Wingard’s segment is a thrilling first person horror with jolting jump scares. In the next segment the makers of The Blair Witch Project return to found footage for A Ride in the Park, a fun zombie POV bloodbath tinged with a touch of melancholy.
Widely regarded as the best segment of the entire V/H/S franchise, Safe Haven pulls out all the stops with a completely outrageous finale featuring zombies, scuttling demons and the devil himself. In a similar fashion to the first film, the last segment struggles to follow the intensity of the preceding segment. Even so, Slumber Party Alien Abduction still has much to enjoy with its tale of evil aliens attacking a bunch of annoying teens.
V/H/S/2 is a surprisingly strong sequel that does justice to the original while introducing more tongue in cheek elements. Along with [Rec]2, it shows that found footage sequels can be just as frightening, impressive and well made as any of the original films on this list.
6. Troll Hunter (2010)
Troll Hunter is a big, fun monster movie.

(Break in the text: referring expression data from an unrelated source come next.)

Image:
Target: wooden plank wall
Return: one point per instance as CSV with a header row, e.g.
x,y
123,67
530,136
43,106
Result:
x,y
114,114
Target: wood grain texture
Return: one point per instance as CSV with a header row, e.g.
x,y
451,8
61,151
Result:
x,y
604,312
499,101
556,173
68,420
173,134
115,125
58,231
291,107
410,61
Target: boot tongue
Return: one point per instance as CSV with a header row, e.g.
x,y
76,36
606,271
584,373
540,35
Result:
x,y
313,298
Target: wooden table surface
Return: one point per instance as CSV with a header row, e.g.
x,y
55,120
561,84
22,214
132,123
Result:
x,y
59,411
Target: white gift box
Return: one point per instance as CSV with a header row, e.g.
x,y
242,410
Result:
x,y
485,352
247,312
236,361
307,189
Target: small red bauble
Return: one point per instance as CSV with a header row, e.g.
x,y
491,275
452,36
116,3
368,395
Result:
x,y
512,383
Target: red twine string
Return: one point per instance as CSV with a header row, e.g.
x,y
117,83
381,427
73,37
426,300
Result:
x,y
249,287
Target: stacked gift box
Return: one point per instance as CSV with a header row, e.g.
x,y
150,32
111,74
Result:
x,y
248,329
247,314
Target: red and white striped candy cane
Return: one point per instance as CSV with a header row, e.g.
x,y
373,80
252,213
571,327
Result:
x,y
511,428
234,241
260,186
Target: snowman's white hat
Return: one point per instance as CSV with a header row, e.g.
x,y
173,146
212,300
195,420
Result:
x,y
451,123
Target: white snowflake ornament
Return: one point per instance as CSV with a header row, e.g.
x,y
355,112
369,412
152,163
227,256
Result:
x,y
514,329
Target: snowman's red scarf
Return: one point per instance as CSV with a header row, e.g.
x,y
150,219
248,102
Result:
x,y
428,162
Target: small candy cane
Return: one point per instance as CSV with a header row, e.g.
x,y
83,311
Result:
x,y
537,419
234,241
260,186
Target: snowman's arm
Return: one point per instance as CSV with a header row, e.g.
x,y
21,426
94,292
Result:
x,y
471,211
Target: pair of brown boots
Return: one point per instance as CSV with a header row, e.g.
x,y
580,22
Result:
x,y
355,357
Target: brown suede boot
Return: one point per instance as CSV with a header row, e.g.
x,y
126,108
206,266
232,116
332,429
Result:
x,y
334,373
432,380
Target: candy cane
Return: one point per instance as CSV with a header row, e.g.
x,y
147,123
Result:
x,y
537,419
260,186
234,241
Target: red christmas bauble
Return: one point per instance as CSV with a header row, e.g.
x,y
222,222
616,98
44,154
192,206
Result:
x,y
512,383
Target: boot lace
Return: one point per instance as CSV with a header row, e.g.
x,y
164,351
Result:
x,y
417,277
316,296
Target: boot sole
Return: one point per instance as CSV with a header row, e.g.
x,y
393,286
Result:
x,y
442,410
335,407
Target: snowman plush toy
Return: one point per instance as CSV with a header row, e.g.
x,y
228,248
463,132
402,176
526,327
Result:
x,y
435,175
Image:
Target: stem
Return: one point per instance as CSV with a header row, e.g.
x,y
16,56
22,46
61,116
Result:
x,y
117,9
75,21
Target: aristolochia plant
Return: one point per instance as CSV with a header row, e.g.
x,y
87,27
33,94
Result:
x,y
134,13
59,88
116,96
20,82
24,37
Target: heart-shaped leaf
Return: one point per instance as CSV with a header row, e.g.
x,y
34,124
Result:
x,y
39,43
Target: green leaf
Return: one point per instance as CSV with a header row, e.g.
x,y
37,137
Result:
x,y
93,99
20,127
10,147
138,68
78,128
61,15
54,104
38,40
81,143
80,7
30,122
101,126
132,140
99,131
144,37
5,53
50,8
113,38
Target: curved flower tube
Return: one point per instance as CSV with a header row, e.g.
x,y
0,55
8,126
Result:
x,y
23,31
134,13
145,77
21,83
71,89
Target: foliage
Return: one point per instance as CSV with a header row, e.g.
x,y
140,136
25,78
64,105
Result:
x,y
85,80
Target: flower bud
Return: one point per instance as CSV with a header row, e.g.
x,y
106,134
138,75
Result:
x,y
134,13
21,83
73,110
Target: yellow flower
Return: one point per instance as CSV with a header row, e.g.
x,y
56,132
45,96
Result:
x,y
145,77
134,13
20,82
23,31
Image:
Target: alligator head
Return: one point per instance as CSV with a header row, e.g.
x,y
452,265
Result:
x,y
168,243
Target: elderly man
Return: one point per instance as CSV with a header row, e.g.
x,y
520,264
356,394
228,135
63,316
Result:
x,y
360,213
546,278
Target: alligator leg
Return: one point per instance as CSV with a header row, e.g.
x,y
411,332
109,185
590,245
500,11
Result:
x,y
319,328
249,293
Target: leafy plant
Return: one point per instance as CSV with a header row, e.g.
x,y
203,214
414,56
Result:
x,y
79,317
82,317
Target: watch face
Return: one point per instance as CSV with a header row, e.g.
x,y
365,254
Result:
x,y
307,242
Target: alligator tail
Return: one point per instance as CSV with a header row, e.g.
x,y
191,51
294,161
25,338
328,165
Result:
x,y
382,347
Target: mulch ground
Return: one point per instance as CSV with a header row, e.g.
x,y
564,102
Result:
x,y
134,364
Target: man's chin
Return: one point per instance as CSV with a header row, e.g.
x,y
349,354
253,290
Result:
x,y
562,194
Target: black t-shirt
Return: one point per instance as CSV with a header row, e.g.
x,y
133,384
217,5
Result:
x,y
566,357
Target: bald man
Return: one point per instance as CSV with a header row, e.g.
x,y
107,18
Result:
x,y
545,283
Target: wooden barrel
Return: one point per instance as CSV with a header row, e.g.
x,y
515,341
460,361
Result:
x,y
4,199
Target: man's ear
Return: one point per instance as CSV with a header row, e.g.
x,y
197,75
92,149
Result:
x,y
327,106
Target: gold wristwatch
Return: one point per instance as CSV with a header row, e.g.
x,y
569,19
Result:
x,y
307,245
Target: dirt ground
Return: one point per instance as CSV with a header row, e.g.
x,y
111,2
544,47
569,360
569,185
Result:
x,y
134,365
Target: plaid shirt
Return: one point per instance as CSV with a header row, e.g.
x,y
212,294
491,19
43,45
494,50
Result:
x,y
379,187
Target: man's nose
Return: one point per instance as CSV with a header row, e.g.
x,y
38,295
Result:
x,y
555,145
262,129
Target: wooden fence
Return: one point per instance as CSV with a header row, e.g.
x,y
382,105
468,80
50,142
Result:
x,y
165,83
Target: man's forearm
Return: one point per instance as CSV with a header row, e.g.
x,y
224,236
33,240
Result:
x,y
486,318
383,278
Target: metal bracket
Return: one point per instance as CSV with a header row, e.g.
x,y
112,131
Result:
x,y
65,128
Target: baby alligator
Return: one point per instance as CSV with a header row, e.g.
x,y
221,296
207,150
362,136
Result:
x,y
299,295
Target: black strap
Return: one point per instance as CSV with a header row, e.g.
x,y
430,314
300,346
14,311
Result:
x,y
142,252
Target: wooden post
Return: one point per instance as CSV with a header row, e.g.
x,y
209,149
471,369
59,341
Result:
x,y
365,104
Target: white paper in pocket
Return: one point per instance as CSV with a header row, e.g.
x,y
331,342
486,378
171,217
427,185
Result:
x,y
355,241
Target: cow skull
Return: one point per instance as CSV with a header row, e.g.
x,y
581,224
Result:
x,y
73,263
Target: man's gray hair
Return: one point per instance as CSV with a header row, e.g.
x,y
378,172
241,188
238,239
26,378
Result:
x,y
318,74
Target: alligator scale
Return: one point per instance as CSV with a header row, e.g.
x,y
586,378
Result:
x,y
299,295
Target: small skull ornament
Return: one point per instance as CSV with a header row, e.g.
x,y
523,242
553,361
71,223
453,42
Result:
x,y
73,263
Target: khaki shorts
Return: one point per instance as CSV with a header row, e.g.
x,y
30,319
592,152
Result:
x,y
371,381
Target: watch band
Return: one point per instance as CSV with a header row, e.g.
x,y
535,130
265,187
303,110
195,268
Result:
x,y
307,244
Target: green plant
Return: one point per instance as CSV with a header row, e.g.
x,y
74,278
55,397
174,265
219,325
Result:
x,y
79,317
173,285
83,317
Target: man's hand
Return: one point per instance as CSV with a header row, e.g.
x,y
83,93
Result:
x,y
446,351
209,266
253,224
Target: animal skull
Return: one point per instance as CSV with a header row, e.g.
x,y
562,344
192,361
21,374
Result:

From the outset it is clear that the film’s primary goal is to entertain, with huge monstrous beasts, quirky characters, and a great sense of humour dominating the proceedings. What else is clear is that this Norwegian production is proud of its country’s heritage, drawing on Norse mythology and Norway’s beautiful ancient landscapes.
Troll Hunter isn’t all about nostalgic patriotism though. No, the film also presents a critique of modern day Norway that takes the form of a biting satire. This can be seen in the film’s claim that the Norwegian government is culling the troll population while, at the same time, covering up and denying their existence.
The film follows a group of students setting out to make a documentary about an individual they take to be a bear poacher, but they soon discover that the subject of their documentary isn’t interested in bears. The students begin to document the titular troll hunter’s exploits as he introduces them to a secret world of monsters and government conspiracies.
Aside from the imaginative story and wonderful creature designs, the highlight of the film is Otto Jespersen’s performance as Hans, the grizzled, hard as nails troll hunter. Reminiscent of the shark hunter Quint from Jaws but with a sympathy and respect for his prey the Robert Shaw character lacks, the troll hunter is certainly one of the most memorable characters to emerge from a found footage film.
Along with great special effects and surprising satirical humour, Jespersen’s performance makes for a bold, incredibly entertaining monster of a found footage film.